Welcome to one of the widely used tools in the Hadoop ecosystem! To get the best understanding about this tool, please visit the related articles about MapReduce, Apache Pig. In this article, we're going to see a brief introduction to Hive and we're going to create a Hive table and query a dataset using the newly created Hive table.
As usual, let's start with the question, when we think of analyzing data, for most of us, a database and a table immediately come to our mind. It's not a surprise because we're so used to visualizing data in a table format that is in a row, columnar fashion. And also, almost all of us are familiar with SQL. Data in Hadoop cluster is represented as files and so far MapReduce programming or Pig doesn't allow us to view the data in a table format. Therefore, it makes sense to have a tool in Hadoop ecosystem to represent the data sets in table structure and run SQL queries against it. Hive does exactly that.
Hive was developed by Facebook and is now a top level Apache project. Just like Pig, it is also widely used in the industry. With Hive, we can create table structures for our dataset and then write SQL queries to analyze our data set. And because of its ease of use, it has a very short learning curve when compared to MapReduce programming and Apache Pig. Hive takes in a SQL query and converts the query into one or more MapReduce jobs and submits the MapReduce jobs to the cluster. If we recollect, Pig does something very similar too: Pig takes in a Pig script using Pig Latin and convert it into one or more MapReduce jobs and submit the job to the cluster.
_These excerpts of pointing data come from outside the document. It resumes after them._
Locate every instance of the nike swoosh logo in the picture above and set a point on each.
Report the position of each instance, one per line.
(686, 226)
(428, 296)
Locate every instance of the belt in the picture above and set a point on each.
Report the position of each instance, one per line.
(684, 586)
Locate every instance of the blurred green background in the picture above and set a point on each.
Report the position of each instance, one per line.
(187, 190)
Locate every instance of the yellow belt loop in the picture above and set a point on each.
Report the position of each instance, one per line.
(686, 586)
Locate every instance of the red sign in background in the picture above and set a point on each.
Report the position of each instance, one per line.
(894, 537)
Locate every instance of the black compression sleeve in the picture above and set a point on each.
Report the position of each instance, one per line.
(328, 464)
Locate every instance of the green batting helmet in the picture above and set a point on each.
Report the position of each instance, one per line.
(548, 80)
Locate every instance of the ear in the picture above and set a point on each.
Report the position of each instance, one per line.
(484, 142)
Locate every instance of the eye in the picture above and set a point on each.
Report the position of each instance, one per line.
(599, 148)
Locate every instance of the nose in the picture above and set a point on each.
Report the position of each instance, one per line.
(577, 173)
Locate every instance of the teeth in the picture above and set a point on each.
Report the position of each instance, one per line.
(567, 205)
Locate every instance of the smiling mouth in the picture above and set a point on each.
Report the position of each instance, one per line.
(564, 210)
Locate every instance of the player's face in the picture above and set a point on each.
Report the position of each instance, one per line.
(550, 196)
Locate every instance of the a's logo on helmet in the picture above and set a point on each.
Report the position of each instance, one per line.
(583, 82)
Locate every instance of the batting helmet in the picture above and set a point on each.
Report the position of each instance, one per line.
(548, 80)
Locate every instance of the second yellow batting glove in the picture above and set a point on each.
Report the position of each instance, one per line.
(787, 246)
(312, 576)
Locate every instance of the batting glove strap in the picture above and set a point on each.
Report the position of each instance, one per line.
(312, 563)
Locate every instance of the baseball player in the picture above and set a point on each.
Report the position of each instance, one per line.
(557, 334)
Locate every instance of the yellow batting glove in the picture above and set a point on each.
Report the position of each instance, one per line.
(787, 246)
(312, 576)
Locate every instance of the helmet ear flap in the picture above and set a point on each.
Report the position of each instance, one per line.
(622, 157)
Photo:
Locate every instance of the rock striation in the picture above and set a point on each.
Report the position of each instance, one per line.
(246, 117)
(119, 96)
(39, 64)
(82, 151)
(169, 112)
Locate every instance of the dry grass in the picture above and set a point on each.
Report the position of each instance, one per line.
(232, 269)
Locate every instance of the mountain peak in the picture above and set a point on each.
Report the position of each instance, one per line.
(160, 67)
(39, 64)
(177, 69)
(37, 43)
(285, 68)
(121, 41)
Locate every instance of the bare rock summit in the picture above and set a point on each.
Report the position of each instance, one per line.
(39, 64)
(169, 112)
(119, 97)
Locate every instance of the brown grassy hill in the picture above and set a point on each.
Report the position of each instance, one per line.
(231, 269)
Why do we need to have two tools, Pig and Hive, doing somewhat similar things? First of all, Pig and Hive were created by Yahoo and Facebook respectively, to solve the same problem around the same time.The capabilities of each tool was not fully transparent to both companies at the early stages of development which resulted in the overlap.
The next question is that do companies use both Pig and Hive at the same time? The answer is yes, we have seen successful Hadoop implementations using both Pig and Hive in the same environment.Here is one such use case, we can use Pig for standard nicely extract, transform and load, that is ETL kind of jobs doing predefined aggregation data, cleanup, filtering and structuring of the data, etc. And Hive can used by developers, data analysts and scientists on a day to day basis for ad hoc analysts of data. Just like Pig, Hive is also a client tool, meaning we don't need to have Hive installed on all the nodes in our cluster, it must be installed on nodes where the Hive queries will be initiated from and that node should have access to the Hadoop cluster to execute the MapReduce jobs. That is the comparison between Hive and Pig.
Now that we know Hive has the concept of tables and queries. Let's look how does Hive compare to the traditional RDBMS systems. Hive leverages Hadoop for processing and hence can process huge volume of data. That is the strength of Hive, but Hive is a batch processing tool because it executes MapReduce jobs in Hadoop cluster behind the scenes. So we will not find all the bells and whistles of a traditional RDBMS system in Hive. Here are some of the key distinctions when comparing Hive and a traditional RDBMS system:
- We will not find pointed updates or deletes in Hive.
- Hive has limited support for indexing
- very high level transaction support which was introduced very recently.
- There are no support for triggers in Hives
With these key distinctions, Hive is not a database system rather than a tool that helps developers write MapReduce jobs in Hadoop cluster using simple SQL queries.
In the Hadoop ecosystem, Hive was a powerful tool to start with:
- It makes MapReduce very easy. We don't need to know a programming language to write MapReduce programs anymore. All we need to know is SQL and we feel right at home when working with Hive.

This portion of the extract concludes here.